That said, Holmes has dynamite stuff and the Yankees have a knack for getting good stuff/poor control guys to make it work. Holmes doesn’t need to keep his walk rate around 4% to remain effective. He strikes me as the type who can succeed with a 10% walk rate a la Zack Britton and his turbosinker. An upper-90s sinker can take you pretty far in this game.

Relievers are fickle and we could find ourselves sitting here in May wondering when the Yankees will designate Holmes for assignment. If he crashes and turns back into Pirates Holmes, then whatever. Those 28 innings last year were still fun. I do think there’s a really good reliever in there though. Maybe not as good as last year, but good, and there’s nothing obvious the Yankees did to get Holmes to level up. The adjustments he made last year he made with the Pirates, before the trade, and the Yankees reaped the rewards.

3. Remembering a random Yankee: Kevin Youkilis. By request, this week’s random Yankee is one of my least favorite Yankees ever, so I’m hate-writing this. Here’s the random Yankee archive. You can find links back to everyone we've covered there.

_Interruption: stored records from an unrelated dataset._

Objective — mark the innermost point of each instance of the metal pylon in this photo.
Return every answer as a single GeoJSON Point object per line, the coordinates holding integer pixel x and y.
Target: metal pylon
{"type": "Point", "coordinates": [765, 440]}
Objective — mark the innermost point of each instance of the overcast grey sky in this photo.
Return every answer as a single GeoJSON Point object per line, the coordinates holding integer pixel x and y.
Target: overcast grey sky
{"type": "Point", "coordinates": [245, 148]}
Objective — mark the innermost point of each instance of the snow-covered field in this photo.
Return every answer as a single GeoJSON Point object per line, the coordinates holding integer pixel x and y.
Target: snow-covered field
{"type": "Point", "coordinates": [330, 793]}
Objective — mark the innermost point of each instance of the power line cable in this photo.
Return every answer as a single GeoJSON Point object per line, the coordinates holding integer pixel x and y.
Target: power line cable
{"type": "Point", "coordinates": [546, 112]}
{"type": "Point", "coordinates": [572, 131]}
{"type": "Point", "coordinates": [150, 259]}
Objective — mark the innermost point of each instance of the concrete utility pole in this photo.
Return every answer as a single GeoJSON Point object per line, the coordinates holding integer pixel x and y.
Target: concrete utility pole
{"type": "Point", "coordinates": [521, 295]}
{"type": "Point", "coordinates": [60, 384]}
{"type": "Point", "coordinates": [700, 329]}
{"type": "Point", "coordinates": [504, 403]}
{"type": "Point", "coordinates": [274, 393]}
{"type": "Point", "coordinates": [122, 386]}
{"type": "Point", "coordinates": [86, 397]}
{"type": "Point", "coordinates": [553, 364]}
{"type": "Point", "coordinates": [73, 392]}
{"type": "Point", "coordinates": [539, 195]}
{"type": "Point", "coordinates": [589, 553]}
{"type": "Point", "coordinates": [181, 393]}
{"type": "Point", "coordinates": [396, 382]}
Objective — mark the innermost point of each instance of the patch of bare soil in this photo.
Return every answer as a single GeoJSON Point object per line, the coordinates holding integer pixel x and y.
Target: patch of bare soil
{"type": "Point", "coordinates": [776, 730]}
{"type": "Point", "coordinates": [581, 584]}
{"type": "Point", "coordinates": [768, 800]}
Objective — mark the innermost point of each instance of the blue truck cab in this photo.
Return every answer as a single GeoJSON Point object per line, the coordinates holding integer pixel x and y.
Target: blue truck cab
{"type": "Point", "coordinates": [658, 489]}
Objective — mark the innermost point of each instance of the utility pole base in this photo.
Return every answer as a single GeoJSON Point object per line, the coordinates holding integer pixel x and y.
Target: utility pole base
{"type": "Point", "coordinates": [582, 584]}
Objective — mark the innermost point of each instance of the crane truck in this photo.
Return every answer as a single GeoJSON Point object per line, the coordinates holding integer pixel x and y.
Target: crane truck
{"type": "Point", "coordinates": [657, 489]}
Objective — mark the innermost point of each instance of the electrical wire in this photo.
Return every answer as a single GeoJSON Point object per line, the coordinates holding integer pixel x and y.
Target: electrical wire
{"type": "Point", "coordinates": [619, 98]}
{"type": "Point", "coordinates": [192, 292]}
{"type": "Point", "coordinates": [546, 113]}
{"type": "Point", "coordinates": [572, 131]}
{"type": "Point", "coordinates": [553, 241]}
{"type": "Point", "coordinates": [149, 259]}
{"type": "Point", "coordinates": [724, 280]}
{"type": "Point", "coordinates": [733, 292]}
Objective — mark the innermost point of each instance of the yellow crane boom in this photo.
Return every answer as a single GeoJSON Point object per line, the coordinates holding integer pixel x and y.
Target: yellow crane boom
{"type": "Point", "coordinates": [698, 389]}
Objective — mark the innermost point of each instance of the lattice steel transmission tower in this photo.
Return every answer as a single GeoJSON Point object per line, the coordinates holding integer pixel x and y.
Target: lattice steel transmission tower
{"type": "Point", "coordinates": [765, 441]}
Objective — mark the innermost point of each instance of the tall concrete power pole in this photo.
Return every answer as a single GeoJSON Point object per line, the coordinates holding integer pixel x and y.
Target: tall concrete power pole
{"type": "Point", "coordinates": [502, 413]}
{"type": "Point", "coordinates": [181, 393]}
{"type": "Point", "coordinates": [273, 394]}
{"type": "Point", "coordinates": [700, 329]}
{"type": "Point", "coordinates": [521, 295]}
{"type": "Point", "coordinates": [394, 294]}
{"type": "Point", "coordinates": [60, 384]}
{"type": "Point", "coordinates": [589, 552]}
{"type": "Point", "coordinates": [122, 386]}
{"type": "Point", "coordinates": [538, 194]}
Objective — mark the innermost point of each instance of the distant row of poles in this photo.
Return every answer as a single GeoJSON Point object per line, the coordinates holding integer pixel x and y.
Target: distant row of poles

Youkilis was born and raised in Cincinnati and he put up huge numbers at the University of Cincinnati, hitting .366/.499/.627 with 53 home runs, 206 walks, and 95 strikeouts in 203 career games. He was drafted for the first time after his senior season with the Bearcats. The Red Sox selected Youkilis in the eighth round in 2001, and gave him a $12,000 bonus.

Two years later Youkilis achieved celebrity when he was featured prominently in Moneyball. Author Michael Lewis called him the “Greek God of Walks,” a nickname Youkilis hated – “It was frustrating to hear fans say, 'Get a walk!' I'll take a walk, a walk's as good as a hit, but don't you want me to hit a home run or something?" he told Mark Bechtel in 2007 – and also said he was a “fat third baseman who couldn't run, throw, or field” in college.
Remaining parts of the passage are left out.